The Permanent Emergency

Can the executive branch now enter private property without a warrant if it believes there is something going on that could faintly be related to the war on terror? Seems so. And the Wall Street Journal’s Daniel Henninger enthusiastically concurs:

The Supreme Court’s purpose in Brigham was to clear up confusions among lower courts about "the appropriate Fourth Amendment standard governing warrantless entry by law enforcement in an emergency situation." I’d call the terror war an emergency. Brigham said the Court has held that officers can make a warrantless entry "onto private property" to fight a fire, investigate its cause, prevent the imminent destruction of evidence, and engage in pursuit of a fleeing suspect. Al Qaeda qualifies as all four. Yet another precedent cited for "obviating the requirement of a warrant" is "the need to protect or preserve life." That sounds like the point of the war on terror, but some may disagree.

So from now for the indefinite future, the government has "emergency" powers to violate your private property without a warrant, tap phones without a warrant, jail suspects indefinitely without due process, and even torture them? Eveyone concedes that some surrender of liberty is necessary in this new world. But the glee with which some conservatives greet the expansion of unlimited government power is truly remarkable.

Our Rogue Veep

The Bush administration has broken all records in keeping its documents secret and classified. But one official is head and shoulders above everyone else. Money quote:

With 14 million decisions made last year to classify information, a slight decline from the 2004 record, and 29.5 million pages declassified last year — far fewer than the 100 million pages declassified in 2001. And once again, Vice President Dick Cheney, who has refused to report on his office’s classification activities since 2003, is missing from the count.

Despite an executive order signed by President Bush in 2003 requiring all agencies or “any other entity within the executive branch that comes into the possession of classified information’’ to report on its activities, the vice president’s office maintains that it has no legal obligation to report on its classification decisions.

They’re not just insisting on the right to classify anything they like; they’re refusing even to tell us what they’re classifying. It’s bad enough that Cheney has to seek re-election every four years – the indignity! – but that he should follow the president’s instructions? Please. He’s Cheney. The "accountability moment" is over.

The Last Blairite

It’s George W. Bush, argues Matthew d’Ancona. The feeling is mutual, apparently. And W has laid on the charm at times:

On one visit to Downing Street, Mr Blair’s team complimented the President on his outfit. "The Lord made me wear it," said Mr Bush with a straight face. When they realised he was teasing them, everyone in the room cracked up.
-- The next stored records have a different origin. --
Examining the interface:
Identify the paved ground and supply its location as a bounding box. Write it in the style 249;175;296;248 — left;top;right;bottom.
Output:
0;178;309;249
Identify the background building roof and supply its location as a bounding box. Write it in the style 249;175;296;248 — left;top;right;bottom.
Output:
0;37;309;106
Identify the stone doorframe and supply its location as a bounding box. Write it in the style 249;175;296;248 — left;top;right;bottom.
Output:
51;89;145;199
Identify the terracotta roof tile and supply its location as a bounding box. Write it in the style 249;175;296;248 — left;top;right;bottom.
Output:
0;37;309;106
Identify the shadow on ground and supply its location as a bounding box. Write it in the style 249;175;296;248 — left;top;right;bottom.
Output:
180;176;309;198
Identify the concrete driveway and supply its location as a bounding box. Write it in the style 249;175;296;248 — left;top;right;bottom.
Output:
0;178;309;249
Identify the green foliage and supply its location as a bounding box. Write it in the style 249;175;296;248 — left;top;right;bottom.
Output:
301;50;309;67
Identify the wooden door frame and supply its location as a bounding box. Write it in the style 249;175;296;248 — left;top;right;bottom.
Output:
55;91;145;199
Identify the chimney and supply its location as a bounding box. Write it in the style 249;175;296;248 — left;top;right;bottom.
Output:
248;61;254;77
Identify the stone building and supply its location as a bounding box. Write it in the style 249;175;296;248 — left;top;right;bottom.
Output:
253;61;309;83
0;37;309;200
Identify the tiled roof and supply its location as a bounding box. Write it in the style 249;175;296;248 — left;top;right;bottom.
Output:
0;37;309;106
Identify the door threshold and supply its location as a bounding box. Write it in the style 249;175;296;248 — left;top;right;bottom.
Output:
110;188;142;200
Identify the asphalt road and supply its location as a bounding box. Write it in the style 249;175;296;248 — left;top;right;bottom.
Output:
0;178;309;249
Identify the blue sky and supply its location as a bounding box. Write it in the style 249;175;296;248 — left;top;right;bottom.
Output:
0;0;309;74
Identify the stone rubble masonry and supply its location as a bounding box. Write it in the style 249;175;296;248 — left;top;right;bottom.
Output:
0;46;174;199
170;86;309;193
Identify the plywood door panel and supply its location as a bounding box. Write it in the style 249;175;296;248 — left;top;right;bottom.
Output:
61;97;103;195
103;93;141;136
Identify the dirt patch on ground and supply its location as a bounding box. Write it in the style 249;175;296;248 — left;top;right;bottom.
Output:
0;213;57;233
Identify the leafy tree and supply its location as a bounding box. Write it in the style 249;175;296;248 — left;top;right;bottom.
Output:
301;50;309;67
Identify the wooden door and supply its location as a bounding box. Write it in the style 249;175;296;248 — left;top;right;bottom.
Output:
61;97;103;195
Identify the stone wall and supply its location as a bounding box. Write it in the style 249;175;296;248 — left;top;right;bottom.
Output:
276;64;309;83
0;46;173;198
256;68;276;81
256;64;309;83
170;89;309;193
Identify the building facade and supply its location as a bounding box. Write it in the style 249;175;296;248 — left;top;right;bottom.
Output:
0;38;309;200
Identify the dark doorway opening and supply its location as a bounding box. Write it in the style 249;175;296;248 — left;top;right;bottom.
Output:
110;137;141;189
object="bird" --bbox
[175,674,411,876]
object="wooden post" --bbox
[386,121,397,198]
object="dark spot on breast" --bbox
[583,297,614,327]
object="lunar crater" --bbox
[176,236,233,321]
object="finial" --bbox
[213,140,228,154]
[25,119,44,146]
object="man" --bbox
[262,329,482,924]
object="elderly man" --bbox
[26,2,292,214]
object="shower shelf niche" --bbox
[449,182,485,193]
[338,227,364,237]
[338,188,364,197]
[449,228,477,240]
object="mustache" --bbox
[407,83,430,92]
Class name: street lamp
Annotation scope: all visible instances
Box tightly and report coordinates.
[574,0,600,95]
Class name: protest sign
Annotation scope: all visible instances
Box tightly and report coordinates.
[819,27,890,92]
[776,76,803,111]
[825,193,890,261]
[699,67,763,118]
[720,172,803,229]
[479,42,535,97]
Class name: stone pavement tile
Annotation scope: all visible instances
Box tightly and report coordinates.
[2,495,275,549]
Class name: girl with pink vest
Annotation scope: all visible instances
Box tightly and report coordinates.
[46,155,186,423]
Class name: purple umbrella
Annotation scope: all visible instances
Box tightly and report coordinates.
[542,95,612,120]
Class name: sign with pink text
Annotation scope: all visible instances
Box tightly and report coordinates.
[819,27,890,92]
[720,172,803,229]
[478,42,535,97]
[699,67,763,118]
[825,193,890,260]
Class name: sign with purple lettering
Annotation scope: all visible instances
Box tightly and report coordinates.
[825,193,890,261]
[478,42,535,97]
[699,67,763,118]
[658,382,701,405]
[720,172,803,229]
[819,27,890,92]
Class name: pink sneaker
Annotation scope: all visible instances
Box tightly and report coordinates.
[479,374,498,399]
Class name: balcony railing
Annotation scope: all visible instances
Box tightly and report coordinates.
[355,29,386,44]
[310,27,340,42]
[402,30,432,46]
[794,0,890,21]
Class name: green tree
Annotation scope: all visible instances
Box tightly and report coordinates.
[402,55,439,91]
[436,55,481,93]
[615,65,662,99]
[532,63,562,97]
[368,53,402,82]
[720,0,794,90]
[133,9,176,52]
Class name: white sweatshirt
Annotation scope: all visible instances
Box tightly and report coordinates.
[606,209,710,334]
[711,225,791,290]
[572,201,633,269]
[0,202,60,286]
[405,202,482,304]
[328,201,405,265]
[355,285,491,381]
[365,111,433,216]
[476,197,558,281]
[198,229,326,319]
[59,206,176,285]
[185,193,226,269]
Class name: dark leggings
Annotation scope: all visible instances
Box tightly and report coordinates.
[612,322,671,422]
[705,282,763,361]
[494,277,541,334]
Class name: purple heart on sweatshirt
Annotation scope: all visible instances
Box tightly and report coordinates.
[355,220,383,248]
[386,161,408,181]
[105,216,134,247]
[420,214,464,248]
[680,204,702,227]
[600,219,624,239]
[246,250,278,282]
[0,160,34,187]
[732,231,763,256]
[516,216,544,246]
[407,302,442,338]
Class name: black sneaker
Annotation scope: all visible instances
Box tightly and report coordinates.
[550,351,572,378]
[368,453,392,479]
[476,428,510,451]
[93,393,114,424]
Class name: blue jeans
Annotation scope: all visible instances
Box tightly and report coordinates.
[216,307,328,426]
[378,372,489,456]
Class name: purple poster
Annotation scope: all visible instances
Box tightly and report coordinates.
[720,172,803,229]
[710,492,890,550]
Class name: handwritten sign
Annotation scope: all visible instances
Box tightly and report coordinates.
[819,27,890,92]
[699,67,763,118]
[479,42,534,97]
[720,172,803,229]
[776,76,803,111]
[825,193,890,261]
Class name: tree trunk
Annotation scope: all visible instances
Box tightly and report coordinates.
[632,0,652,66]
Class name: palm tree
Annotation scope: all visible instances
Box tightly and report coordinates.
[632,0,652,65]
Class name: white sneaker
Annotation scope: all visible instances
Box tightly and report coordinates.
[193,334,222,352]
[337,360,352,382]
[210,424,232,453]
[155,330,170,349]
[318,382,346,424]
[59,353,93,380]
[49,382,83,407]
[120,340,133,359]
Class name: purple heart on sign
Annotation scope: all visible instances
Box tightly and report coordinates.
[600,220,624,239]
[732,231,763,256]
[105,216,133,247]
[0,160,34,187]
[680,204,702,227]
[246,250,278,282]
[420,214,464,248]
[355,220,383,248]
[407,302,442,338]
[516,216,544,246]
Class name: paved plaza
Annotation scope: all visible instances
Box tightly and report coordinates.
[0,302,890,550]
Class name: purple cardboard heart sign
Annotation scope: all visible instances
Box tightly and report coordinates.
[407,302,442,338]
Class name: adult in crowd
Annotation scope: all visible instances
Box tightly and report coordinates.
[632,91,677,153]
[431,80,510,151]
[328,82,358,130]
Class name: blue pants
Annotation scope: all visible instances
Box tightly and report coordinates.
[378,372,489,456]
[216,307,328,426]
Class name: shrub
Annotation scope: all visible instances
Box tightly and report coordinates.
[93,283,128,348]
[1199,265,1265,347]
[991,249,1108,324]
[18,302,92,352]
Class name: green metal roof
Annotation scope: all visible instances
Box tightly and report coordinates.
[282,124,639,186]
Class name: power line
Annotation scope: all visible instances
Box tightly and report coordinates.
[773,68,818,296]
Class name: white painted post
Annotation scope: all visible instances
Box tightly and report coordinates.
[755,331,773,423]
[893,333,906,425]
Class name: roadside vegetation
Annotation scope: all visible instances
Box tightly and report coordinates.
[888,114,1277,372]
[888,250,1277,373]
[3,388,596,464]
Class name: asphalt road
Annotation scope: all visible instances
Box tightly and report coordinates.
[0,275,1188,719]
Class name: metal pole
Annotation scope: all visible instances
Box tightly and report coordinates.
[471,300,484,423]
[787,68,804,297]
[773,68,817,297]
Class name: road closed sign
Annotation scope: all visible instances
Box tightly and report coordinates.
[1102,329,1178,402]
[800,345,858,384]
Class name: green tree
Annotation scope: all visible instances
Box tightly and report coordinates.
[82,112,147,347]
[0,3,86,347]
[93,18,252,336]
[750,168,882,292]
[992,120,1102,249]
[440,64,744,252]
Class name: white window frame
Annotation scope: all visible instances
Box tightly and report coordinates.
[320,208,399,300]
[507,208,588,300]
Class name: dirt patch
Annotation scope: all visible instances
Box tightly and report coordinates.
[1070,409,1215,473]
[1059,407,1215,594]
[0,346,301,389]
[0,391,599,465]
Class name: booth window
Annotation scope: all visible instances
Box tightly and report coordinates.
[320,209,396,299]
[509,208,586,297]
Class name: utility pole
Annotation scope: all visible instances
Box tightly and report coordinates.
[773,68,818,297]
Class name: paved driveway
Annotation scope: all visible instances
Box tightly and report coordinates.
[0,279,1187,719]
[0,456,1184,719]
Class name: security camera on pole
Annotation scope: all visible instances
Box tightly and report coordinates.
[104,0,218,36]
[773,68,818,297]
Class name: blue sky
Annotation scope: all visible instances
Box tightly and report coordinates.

A Texan with more irony than a Brit? Stereotypes are made for breaking.

Quote for the Day

"That’s how this group of Bush followers thinks America is supposed to work. If you are a U.S. citizen, the President can unilaterally order you abducted and imprisoned; does not have to charge you with any crime; can block you from speaking with anyone, including a lawyer; can keep you incarcerated indefinitely (meaning forever); and can deny you the right to any judicial review of your imprisonment or any mechanism for challenging the accuracy of the accusations. And oh – while it would be nice if we could preserve all of that abstract lawyer nonsense about the right to a jury trial and all that, we’re really scared that Al Qaeda is going to kill us, so we can’t," – Glenn Greenwald, on his blog yesterday.